I don't know all the details of Hopey and Changeys plans but with respect to insurance he wants to lower insurance costs so the majority of the *uninsured* can afford and pay it. If the majority of the uninsured in our country opt for the lower premiums my understanding is that it will reduce government socialism.

Don't think that helped much but I do understand your concerns. I don't want people who aren't pulling their own weight getting stuff for free but I don't want to see them left on their own either. The outlook for these people are bleak. My view is that it starts at the top. We need people in leadership positions that embody personal responsibility and that will hopefully set the tone for the rest of the country. The leadership the past 20 years have been dreadful. We should also focus on prevention care as opposed to simply health care. The secret to great health is simple: Eat less and exercise more.

I guess I'm naive.

Greybeard said...

Rain wrote:
"If we consider obesity a problem for care, what about alcoholism, abuse of prescription drugs, smoking, and so forth for all the things people do that are not good for them? If we don't do something like that, pretty soon nobody will be able to afford any care."

Is that what you intended to write, Rain? If our present system is nearly bankrupt, where do we find the money to "do something" about people who are responsible for their own ills?
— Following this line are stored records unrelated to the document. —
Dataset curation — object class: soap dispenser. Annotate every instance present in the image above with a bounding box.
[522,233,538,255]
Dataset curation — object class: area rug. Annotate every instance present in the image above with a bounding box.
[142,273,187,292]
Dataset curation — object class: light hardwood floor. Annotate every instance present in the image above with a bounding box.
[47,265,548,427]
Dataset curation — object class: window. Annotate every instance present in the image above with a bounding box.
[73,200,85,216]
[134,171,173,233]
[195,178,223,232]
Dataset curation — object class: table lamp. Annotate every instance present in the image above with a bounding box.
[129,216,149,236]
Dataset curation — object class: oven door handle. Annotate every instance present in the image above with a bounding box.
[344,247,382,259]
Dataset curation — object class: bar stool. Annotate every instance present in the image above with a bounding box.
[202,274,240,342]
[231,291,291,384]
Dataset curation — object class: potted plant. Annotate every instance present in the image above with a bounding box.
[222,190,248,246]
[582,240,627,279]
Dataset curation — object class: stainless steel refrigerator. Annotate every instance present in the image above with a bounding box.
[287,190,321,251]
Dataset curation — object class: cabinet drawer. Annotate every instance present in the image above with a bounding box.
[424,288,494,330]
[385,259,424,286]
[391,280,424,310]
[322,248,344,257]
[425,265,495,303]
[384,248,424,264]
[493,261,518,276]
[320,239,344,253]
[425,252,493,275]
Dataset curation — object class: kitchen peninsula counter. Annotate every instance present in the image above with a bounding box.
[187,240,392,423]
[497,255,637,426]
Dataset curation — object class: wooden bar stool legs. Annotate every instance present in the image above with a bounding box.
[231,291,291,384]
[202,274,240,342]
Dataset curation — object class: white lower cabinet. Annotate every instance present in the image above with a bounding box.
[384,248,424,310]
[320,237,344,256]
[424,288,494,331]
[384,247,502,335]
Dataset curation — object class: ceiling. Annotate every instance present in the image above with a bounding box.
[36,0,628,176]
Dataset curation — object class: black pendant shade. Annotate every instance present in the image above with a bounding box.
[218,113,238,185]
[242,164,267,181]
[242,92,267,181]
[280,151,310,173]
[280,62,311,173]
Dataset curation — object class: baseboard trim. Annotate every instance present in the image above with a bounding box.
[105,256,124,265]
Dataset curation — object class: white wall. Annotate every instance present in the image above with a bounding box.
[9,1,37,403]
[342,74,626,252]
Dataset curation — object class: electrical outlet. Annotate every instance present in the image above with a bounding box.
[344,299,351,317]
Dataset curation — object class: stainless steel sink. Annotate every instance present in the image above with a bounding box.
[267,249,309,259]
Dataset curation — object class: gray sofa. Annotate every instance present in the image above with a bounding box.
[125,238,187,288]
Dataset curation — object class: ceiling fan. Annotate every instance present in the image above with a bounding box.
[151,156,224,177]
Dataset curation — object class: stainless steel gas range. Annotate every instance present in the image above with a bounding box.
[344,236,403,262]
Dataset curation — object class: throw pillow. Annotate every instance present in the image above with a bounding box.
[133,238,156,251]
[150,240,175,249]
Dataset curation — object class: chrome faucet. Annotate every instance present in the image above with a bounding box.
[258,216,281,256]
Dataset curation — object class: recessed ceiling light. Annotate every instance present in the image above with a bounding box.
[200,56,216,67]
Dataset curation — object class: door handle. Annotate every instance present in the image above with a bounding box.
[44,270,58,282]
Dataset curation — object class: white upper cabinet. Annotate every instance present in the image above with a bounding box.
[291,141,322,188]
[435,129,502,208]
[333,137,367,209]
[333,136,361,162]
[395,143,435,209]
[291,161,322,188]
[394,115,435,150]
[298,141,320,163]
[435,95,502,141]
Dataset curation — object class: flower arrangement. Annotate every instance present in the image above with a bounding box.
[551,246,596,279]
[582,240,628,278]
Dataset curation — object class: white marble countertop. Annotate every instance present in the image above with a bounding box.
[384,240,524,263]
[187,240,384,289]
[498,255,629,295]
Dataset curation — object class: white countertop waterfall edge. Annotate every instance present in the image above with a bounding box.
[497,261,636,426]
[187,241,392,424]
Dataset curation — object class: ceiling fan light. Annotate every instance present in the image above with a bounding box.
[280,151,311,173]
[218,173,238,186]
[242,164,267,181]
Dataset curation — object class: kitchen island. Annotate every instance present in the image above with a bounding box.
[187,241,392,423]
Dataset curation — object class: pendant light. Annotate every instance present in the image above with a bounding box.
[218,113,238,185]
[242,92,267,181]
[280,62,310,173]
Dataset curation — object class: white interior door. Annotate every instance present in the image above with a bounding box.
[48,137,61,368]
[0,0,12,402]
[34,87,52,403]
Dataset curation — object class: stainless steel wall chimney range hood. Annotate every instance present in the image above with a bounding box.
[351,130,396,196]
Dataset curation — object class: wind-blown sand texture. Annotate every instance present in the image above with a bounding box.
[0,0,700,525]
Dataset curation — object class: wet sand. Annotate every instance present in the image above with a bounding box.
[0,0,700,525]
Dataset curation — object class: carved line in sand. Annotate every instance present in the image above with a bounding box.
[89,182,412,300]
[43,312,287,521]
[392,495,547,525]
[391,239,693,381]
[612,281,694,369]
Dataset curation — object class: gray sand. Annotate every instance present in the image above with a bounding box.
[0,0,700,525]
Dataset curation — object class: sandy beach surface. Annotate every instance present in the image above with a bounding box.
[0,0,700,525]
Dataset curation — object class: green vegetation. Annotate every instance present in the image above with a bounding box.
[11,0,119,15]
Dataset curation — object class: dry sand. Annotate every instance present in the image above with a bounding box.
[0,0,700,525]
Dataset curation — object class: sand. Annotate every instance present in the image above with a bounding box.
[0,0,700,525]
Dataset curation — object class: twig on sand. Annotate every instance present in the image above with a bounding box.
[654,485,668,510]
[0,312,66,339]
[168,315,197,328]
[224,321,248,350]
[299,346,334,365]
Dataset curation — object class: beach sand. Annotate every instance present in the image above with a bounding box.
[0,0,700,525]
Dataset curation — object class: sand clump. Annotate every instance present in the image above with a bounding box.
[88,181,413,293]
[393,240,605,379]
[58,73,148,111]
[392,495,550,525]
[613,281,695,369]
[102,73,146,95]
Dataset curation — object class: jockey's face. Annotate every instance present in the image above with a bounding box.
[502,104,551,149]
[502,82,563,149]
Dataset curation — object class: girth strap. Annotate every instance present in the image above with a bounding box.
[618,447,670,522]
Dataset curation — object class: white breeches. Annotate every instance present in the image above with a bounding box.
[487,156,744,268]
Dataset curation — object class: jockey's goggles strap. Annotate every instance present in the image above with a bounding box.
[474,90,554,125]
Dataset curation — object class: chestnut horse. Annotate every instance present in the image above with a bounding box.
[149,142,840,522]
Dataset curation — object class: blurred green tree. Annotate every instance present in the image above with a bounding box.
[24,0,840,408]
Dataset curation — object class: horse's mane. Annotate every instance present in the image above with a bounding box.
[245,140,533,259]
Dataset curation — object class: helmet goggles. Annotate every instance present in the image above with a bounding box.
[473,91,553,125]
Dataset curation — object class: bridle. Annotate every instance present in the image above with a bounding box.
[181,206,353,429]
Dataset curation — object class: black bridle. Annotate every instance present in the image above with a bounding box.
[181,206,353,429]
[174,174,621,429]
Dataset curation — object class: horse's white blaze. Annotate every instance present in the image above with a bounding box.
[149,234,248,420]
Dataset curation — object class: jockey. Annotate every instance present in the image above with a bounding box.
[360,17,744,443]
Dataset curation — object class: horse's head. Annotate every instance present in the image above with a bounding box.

People come from all over the world for health care in the U.S..
We dropped this woman off at one of the "top 10 hospitals" in the country. By Federal law she'll get the same care there that any rich Canadian would get if they came here to have a cancerous brain tumor removed.
(That's a reference to a previous blog-post on the subject.)

And Rodolfo-
Why should I pay a dime for ANY health care, even at low premiums, when I know it will be provided free? Do you think BHO is gonna require us to buy a government subsidized health care policy? What does that do to my freedom of choice? Do we deny care to those refusing to buy the government health insurance? Do you see that happening in San Francisco?

Oh my.
Yes, I think that's a little naive, but admitting it is a healthy thing. Thanks for your comment.

Anonymous said...

It's a beautiful day and you get paid to do what you love - fly a helicopter. Something that I can only dream of at the moment.

Take joys in the flying

Rain Trueax said...

Obama has not advocated health care for everyone. Just covering all children. That is not what many on the left want but if we are going to have universal health care (and I wrote what I meant), we have to have some accountability for behavior but that edges toward dictatorships and where does someone draw the line? You ate a transfat and we know because we have a computer in your home to tell and now we won't help you. The problem is we are getting to be a bigger and bigger country with more and more needing help and less and less money to do it. It won't solve the problem but just consider what could be done with the money that disappeared in Iraq... billions... and nobody knows where. No needy poor person got it. Too often our country has helped out the richest without worrying about those advantages. Anybody who thinks there will be an easy answer to the health care problem, hasn't been paying attention-- unless they don't mind letting people die who had bad luck as well as those who were lazy or greedy.

Anonymous said...

GB wrote: Why should I pay a dime for ANY health care, even at low premiums, when I know it will be provided free? Do you think BHO is gonna require us to buy a government subsidized health care policy? What does that do to my freedom of choice? Do we deny care to those refusing to buy the government health insurance? Do you see that happening in San Francisco?

My sense is that the majority of the 47 million that are uninsured in this country WILL buy insurance if it were affordable. He's said before that those who are satisfied with their coverage NOW won't have to do anything so I don't think your freedom of choice will be affected too much.

At any rate this will all blow over. Maybe not in your time but it will. This has all been fun and stimulating but just like anything else in life it'll come to an end soon. All I can do is follow the Golden Rule and wish for the best. The rest (god willing) will take care of itself.